The inspectors asked the air what happened to the flight. The air told them where it sank and where the three survivors had been until they too, eventually sank. It was a budget airline and their life jackets had lasted only four hours.
The investigators nodded at this, and took notes. They thanked the air for its time.
Then, one the investigators asked a perilous question.
“If you could see this happening,” she asked the air, “why didn’t you do anything about it?”
For the first time the air remained silent.
Ever since the air first spoke to that unwary climber a few months earlier, it had never failed to answer a question. In fact, its millennia without speech had made it chatty. It wanted to use its new gift. It enjoyed it.
When the investigator asked about Flight KW358, the air was silent.
The arguments began then. Arguments in every household and in every office. Arguments in the streets as panicking protesters shattered their placards and beat at each other with the sticks beneath.
The yogic breathers said that this was just one of the air’s great mysteries. We must respect its silence. Perhaps, they hinted, it was communicating on some deeper level; a level that only those practiced in yogic breathing could attune to.
Deepbreathr sales skyrocketed and the wearing of a Deepbreathr became a political statement in itself.
The air crashed that plane, the most ardent Deepbreathrs cried. It cannot be trusted.
Even those in the middle were turning to Deepbreathrs, believing it better to be safe than sorry.
Yogic breathers flocked to the Himalayas. They surrounded the science park and demanded to speak to the air directly.
They wanted the air to speak to them. They wanted it to deny any culpability in the downing of KW358. They believed that the air was not responsible for its own actions. They believed that the air was already saying this, but the scientists were covering it up.
They surrounded the facility and chanted for a week.
At the end of the week people started to leave and so the few remaining militants rushed the gates, seized the gatehouse and let thousands of cultists rush the facility.
They got to the mouth of the air, and asked it about the flight. They asked it more than that too. They asked it about its intentions. Did it care for us, the humans? Could it control things, or was it merely blown around by the laws of nature?
The air stayed silent.
Some yogic breathers cried, some celebrated. They left the science park and returned to their homes. The air continued to answer the questions of those who didn’t ask about the air itself.

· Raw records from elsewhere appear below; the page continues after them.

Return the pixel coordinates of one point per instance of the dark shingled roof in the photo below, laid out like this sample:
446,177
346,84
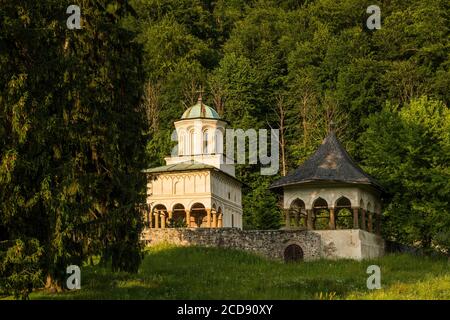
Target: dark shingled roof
330,163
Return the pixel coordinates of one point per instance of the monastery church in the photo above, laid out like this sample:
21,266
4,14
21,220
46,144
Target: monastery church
332,208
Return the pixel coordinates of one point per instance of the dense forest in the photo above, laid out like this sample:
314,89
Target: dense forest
83,111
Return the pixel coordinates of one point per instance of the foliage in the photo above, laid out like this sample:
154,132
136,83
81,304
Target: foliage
19,267
408,149
72,137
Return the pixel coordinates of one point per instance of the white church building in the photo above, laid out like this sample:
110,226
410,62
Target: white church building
197,187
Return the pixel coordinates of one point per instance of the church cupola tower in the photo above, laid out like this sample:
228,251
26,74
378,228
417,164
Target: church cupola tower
200,135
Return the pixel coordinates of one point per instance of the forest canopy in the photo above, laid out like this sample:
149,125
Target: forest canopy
82,112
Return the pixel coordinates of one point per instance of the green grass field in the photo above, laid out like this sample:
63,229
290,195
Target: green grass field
169,272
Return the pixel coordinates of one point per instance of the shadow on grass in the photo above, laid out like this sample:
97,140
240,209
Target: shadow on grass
169,272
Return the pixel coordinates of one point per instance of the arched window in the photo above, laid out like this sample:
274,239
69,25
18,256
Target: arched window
181,142
205,142
343,213
191,142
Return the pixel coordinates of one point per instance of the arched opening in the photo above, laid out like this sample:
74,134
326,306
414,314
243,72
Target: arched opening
198,216
159,216
178,217
343,213
182,144
219,218
297,213
321,217
362,215
205,142
191,142
293,253
369,217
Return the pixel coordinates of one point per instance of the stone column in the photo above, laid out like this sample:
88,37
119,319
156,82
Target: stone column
288,219
157,220
369,222
332,223
150,219
208,218
188,218
214,219
220,221
378,218
309,219
363,219
355,218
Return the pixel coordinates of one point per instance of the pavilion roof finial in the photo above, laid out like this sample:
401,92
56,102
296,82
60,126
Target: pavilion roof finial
332,126
200,95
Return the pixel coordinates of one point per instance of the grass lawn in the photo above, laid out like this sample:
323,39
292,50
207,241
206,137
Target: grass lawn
169,272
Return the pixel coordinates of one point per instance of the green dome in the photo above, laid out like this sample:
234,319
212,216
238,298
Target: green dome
200,110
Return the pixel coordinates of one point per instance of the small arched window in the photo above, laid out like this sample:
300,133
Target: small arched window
205,142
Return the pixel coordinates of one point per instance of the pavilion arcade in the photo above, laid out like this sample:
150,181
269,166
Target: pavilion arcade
330,191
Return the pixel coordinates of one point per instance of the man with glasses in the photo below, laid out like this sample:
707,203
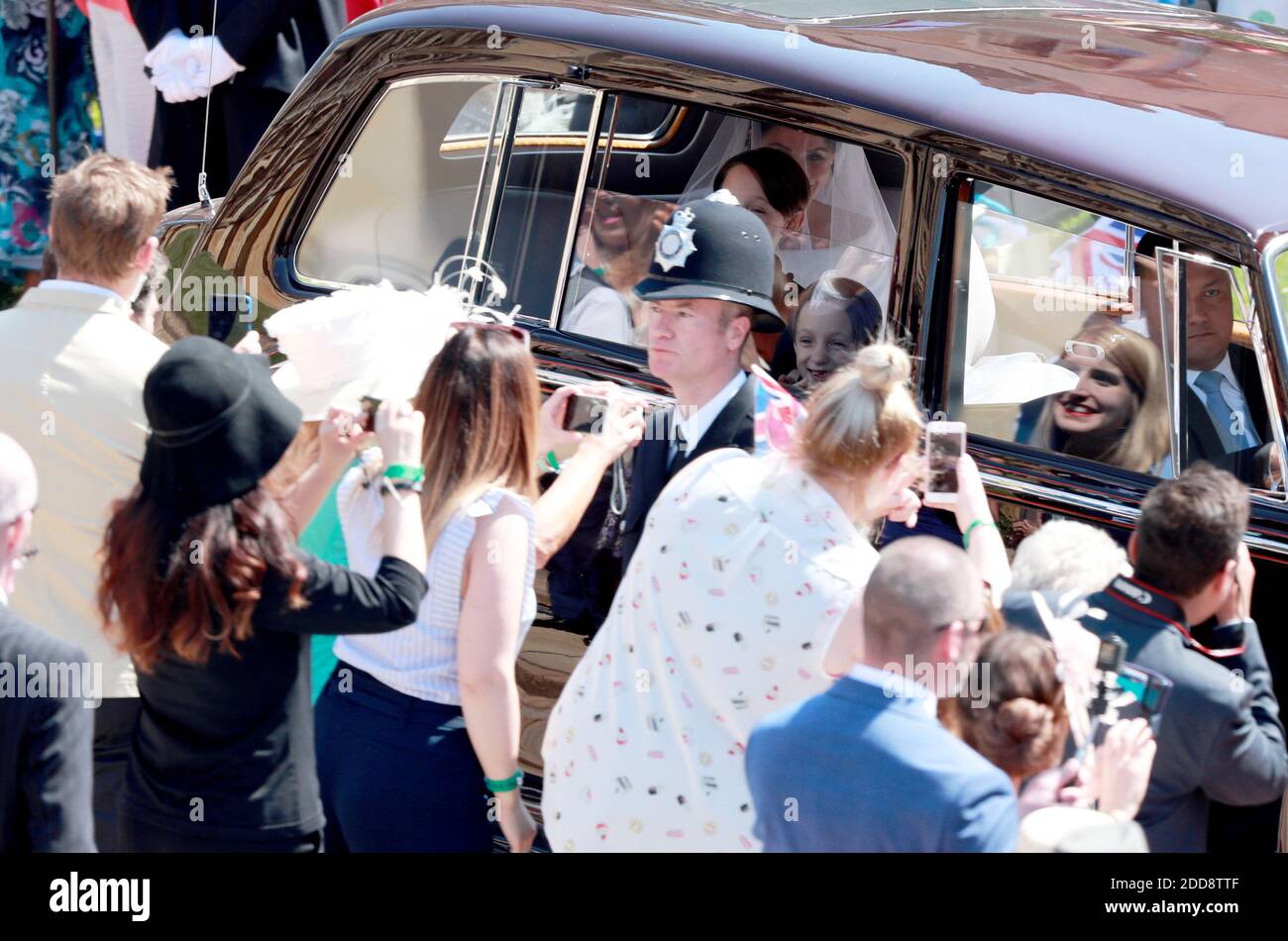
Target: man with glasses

Then, autumn came. Only five months after we had first learned that the air was alive, hurricane season began.
The winds came the way they always come. The Caribbean was swept by tropical storms. The tramontane blew cold over Italy. Twisters twisted over corn fields in Idaho, the hurricanes hit Florida and tsunamis rocked the Japanese coast. It was normal.
Hawaii. Even Hawaii was normal, in the grand scheme of things. We have had horrific storms before, terrible storms, and this one was one of the worst. There were deaths. Holidaymakers dying in their dozens. But, remember, in the great scope of world history, these things too are normal.
But not for us. Not for humans alive now and filled with pride in our own special nowness.
For us, seeing every effect as the product of a cause, and in every cause an intention, these winds were the vengeance of the living air.
Everyone suddenly had Deepbreathrs. Even prominent champions of yogic breathing were seen wearing them. Nobody trusted the air and, for the air’s part, it was still saying nothing.
That horrible, horrible air. So benign otherwise. So childlike. Why, in this of all things, did it have to be so mysterious?
Some thought it was lying. Some thought it had a secret. Others simply said it was a monster.
As for me? I think that maybe the air itself didn’t know.
Who can know why bad things happen? Who can know why we ourselves do bad things?
But the work was done. The trust was lost. It was over.
It took no time at all. Within days the world’s governments came together to condemn the air. Massive projects began to build cities underground. The contracts for building them all went to Deepbreathr.
The Deepbreathr cities are vacuum sealed. All the air that’s in them has been made in a lab; the chemical ingredients are shipped in, frozen, absolutely aseptic.
Awful plans were made. It took very little to get the majority of people on board with them. In the democracies, the majority was all you needed. Outside of the democracies, you didn’t even need that.
And so we’re being marched into the pods. That’s what I’ve come to call these cities. Many like me have. Those of us who still don’t fear the air, only despise it – hate it for speaking when its silence was one of our only joys. We call our future the pools.
Now there will be no more fresh air. Only the pods we sleep in. Only the pods where we work and the pods where we eat. We will forget about the world outside, for the world outside will be gone.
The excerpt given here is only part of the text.